OK, I thought this would be all over here by now, but I guess people haven't checked the news lately.
Senator Al Franken (D-MN) has been accused of sexually harassing one of the women on a USO tour he was on in 2006 (before he became a senator). And there's photographic evidence.
Here's why this is different from all the other accusations we've been hearing lately, including that of wannabe senator Roy Moore:
Franken immediately issued a statement apologizing, and a little while later issued another more elaborate apology. He is not making any excuses or trying to shift blame.
He actually called for an official ethics investigation before anyone else got around to it, and has stated he will fully cooperate with it.
He's got a record in the Senate that pretty much makes it clear that was an isolated incident:
In 2009, Franken introduced a provision to the next year’s defense appropriations bill that banned federal funding for “defense contractors who forced employees to mandatory binding arbitration in the case of **14**, assault, wrongful imprisonment, harassment, and discrimination.”
In 2011, Franken joined other Democratic senators to introduce the Arbitration Fairness Act (he reintroduced the bill in 2015) to “eliminate forced arbitration clauses in employment, consumer, and civil rights cases.” Such clauses often apply to employees alleging workplace harassment.
In 2012, he supported the Violence Against Women Act, saying "The VAWA reauthorization bill is another step toward a more just society as Sheila [Wellstone] described it,” Franken said. “And I look forward to it becoming law.”
And just this past October, Franken pushed a bill to establish federal funding to train first responders and members of law enforcement in interviewing possible survivors of sexual assault. Franken sponsored the legislation after a former intern raped a 19-year-old university student, Abby Honold, who reached out to Franken’s office to discuss the subject.

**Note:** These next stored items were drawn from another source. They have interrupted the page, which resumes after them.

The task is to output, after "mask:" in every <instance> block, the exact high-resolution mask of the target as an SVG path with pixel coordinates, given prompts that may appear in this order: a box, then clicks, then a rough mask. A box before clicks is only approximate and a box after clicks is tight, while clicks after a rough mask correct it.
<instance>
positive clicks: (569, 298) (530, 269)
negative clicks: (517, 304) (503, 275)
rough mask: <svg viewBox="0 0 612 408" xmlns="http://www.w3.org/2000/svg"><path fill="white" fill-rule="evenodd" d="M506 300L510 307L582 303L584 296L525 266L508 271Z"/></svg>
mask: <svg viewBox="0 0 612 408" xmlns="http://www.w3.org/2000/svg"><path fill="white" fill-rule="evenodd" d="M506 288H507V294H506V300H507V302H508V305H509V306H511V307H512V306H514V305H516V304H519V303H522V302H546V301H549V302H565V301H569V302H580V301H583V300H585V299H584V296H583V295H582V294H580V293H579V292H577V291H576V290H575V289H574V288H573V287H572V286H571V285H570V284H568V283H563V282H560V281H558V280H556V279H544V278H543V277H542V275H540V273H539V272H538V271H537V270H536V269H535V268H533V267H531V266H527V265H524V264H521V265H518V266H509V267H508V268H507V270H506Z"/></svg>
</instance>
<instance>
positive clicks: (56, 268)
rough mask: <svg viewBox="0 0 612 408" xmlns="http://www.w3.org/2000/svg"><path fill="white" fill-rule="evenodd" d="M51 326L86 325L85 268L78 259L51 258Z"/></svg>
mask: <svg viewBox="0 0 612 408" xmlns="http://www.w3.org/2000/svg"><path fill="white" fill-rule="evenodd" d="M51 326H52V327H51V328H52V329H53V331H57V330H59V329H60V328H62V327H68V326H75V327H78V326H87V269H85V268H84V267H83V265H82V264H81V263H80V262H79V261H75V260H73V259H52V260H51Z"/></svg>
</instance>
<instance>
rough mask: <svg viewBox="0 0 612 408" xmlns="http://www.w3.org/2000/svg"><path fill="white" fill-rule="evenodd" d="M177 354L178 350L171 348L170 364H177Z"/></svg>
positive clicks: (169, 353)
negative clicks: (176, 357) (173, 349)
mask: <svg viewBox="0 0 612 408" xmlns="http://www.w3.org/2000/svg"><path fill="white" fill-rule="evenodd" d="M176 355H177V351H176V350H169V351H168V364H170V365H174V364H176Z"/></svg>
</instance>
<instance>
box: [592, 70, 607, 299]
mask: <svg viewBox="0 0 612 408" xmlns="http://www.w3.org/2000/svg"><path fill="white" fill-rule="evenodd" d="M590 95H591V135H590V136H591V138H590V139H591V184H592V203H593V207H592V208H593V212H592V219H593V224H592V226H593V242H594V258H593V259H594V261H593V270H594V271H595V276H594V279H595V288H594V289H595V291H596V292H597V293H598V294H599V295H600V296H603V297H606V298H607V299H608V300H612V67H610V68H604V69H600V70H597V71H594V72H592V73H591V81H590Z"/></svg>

http://talkingpointsmemo.com/dc/accused-of-sexual-misconduct-al-franken-previous-remarksSo.....
Personally, I'm willing to forgive him and let it go. Partly because he owned up to it and apologized, partly because it looks like he's made up for it, and partly because.....JEEZ GODDAMNIT! Are we going to keep condemning everyone to hell for relatively minor things that happened years ago? A guy like Weinstein or Moore who have a long reputation of scumbaggery for things worse than this, sure. Can't we let people grow and evolve and change their minds? Even Nathaniel Bedford Forrest, the first Grand Wizard of the KKK, renounced his membership in that group and advocated for the admission of blacks to law school.
We've got to be able to let some things go and move on.